While a student athlete, Claude also captained and helped organize the school’s first track team. His specialties were the 100 and 220-yard runs. Following graduation, he joined the former Cleveland Rams — before they moved to Los Angeles — and was a two-year starting halfback before voluntarily joining the military. The military proved to be his liking as Claude flew combat missions in the North Africa, Sicily and Italy campaigns during World War II. After 28 years, he retired as an Air Force Colonel in 1967. Along the way, he earned the Legion of Merit, the Distinguished Flying Cross and 13 awards of the Air Medal.

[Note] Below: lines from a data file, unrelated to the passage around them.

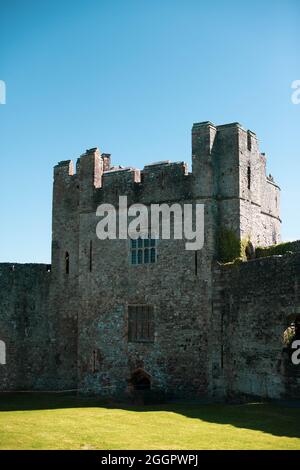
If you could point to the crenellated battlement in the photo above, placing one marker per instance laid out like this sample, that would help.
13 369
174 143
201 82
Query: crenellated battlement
228 174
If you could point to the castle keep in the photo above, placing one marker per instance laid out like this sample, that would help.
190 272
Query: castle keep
110 316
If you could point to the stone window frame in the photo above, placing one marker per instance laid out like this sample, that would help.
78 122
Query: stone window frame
132 335
142 245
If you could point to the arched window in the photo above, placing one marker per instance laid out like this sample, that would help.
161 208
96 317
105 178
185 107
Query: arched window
67 262
2 353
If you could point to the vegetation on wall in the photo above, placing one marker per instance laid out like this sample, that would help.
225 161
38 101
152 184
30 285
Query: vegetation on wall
279 249
230 248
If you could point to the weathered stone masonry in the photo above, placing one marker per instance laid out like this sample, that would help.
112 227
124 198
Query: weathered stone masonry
68 328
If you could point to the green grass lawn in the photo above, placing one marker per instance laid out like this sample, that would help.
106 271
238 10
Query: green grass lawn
57 422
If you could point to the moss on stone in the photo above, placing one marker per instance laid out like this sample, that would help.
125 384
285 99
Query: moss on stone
279 249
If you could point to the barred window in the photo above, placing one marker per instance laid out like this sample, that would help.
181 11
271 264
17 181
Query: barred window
143 250
140 323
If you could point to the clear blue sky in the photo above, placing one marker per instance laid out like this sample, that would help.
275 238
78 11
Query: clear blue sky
131 76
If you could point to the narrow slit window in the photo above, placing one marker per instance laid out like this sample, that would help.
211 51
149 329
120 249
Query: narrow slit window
249 176
67 262
91 257
249 142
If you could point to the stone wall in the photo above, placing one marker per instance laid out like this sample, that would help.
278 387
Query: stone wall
24 325
254 303
40 352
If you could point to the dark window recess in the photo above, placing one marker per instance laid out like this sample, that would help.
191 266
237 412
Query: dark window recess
67 262
91 257
143 251
95 361
140 323
249 176
249 142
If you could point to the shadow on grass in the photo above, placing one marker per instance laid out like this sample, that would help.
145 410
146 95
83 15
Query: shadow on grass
270 418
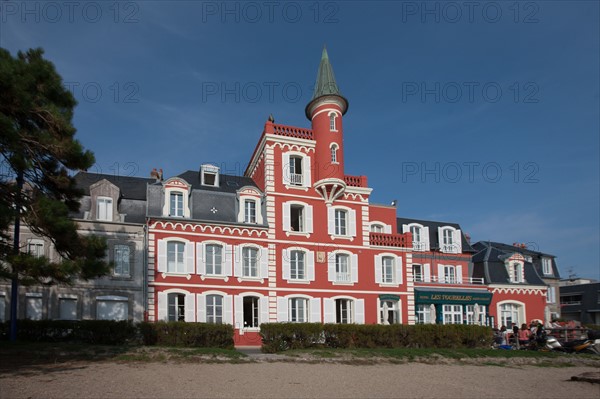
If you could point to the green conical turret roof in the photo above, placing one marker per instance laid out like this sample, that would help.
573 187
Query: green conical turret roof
325 85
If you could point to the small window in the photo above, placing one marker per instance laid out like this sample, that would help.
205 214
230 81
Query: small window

McRaven also reflected on several key moments of his career, including the high-profile raid on Osama bin Laden’s compound.
“At the end of the day, I’m often asked about that mission,” McRaven said. “And as the face of this, I have gotten all the accolades, but let me tell you, I was one very, very small part of this. The helicopter pilots and the air crews, the SEALS and the intelligence professionals — it took hundreds and hundreds of people to pull this together.”
In addition to the lecture, McRaven participated in a reception at Pogue Library, where he met guests and signed copies of his books, including New York Times bestsellers “Sea Stories: My Life in Special Operations” and “Make Your Bed: Little Things That Can Change Your Life… And Maybe the World.”
“It was a tremendous honor to welcome Adm. Bill McRaven and his wife, Georgeann, to Murray State University,” said Murray State President Dr. Bob Jackson. “Adm. McRaven is a well-known national and international authority on defense, international affairs and other policy issues. Also, with his unique tie to the University, he was the perfect selection for our Presidential Lecture series.”